On the financial side, I agree that EA's should take a more critical stance regarding the financial circumstances of major AI labs. These labs are racing to IPO. The underlying economics of the AI industry are well known to be problematic. You don't have to go full Zitron to see that the financial picture is more complicated than can be inferred by just charting Anthropic's reported ARR growth.
I work with AI everyday as a software engineer. I'm not some sort of luddite, but precisely because of my experience as a consumer of the technology, it is impossible not to notice the marketing hype cycle that has come to engulf the industry. Probably the dominant category of ads I personally see on Facebook now are for coding harnesses by OpenAI and Anthropic. Anyone who peruses the relevant subreddits is used to seeing a flood of astroturfed threads intended to sway readers' loyalties as customers from one to the other. These companies are spending incredible sums of money to market their products, and that should inform how we approach claims made by company figureheads. I still recall the way my stomach churned about a year ago now, maybe a month after the release of deep research, when Sam Altman, having been asked what he does in his free time, responded by saying that of course he doesn't have any free time, but if he did, he would spend it all day reading deep research reports, or something to that effect. For me, that moment was breaking the fourth wall. He was obviously being disingenuous, and so how was I to interpret everything else he had said, which I had been happily nodding along to up until that point?

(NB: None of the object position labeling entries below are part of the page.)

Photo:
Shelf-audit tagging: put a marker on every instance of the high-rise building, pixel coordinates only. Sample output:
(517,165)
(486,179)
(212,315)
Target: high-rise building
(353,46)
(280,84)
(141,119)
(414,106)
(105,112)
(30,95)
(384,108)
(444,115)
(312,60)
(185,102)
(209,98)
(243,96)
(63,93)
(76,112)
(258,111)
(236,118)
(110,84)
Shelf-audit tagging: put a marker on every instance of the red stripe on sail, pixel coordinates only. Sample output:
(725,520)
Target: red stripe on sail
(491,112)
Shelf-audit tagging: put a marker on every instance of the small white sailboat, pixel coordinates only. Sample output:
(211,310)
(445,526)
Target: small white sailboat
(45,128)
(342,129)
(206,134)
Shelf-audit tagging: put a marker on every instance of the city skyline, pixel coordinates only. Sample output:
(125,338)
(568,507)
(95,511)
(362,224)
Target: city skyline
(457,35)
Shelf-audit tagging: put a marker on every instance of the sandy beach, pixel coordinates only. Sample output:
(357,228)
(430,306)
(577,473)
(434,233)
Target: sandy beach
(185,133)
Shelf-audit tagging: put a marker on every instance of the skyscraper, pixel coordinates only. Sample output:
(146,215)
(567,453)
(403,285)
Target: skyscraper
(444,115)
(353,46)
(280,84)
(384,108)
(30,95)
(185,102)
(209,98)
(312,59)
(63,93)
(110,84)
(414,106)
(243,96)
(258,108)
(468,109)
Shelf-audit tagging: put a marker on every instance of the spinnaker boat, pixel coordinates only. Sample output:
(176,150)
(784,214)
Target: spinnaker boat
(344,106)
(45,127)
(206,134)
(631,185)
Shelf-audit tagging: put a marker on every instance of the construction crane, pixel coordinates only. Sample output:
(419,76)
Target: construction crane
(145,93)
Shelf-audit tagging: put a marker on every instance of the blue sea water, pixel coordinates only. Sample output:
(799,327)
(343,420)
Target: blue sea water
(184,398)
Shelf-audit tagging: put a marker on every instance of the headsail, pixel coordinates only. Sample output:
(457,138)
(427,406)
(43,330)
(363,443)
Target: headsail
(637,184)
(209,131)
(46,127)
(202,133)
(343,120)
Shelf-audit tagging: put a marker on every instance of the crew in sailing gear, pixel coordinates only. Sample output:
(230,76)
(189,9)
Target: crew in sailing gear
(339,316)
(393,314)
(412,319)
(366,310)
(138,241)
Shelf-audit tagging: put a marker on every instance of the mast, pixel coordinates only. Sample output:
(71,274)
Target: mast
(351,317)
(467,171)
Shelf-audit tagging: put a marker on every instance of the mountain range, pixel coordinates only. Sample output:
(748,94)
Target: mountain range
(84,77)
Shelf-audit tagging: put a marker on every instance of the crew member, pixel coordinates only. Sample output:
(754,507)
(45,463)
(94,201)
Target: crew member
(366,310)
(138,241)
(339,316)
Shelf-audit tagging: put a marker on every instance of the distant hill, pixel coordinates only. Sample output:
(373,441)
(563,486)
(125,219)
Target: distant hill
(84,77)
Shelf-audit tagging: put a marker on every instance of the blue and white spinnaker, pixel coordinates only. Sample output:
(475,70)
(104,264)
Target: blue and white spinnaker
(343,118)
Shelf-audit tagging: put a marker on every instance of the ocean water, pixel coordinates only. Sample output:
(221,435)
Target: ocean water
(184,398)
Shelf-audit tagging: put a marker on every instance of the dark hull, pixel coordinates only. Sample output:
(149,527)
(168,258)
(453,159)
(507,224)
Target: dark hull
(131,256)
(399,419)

Doubtless many examples could be added to the OP, but I will satisfy myself with just one. One of the earliest sources of information about Mythos was actually the Claude Code source leak, and one thing we learned from that leak is that the quality of code being generated internally at Anthropic is incredibly low. It is not difficult to find numerous reviews of the Claude Code source tearing it apart for the low quality of craftsmanship and the bugginess of the code therein (links here, here, commentary on the former here). How does that update your priors on the idea that Mythos is a huge leap forward in terms of cybersecurity capabilities? Doubtless there is some sort of way to harmonize the two—and to be clear, I do expect Mythos to be an improvement—but is it possible that current model capabilities are being overstated by an organization pumping itself before an IPO?
None of this is to say that we shouldn't be concerned about AGI. Nor is the point of the OP as I read it that we shouldn't take AGI seriously. It is that it is aggravating to see so many people in EA circles uncritically accept and repeat claims by major AI labs that seem quite dubious. I actually don't see why skepticism of major laboratory pronouncements should have any bearing on our stance on x-risk and AGI. The two issues are not the same, other than that it should cause us to distrust said labs and be more willing to do our own homework. Furthermore, I'm not stating that model capabilities aren't advanced either—I barely ever write code by hand nowadays. Again, I took the point of the OP's article and I agree with it, to be that statements by major labs about model capabilities should not be taken as straightforward recitations of the objective truth. They are embedded in a highly competitive context involving competition for vast sums of money and huge numbers of users, and they are intended to influence that context, including by yes, scaring people into buying a subscription. The OP is attempting to help others see this possibility by providing additional data and argumentation that would be hard to account for if things were as straightforward as major lab publications suggest.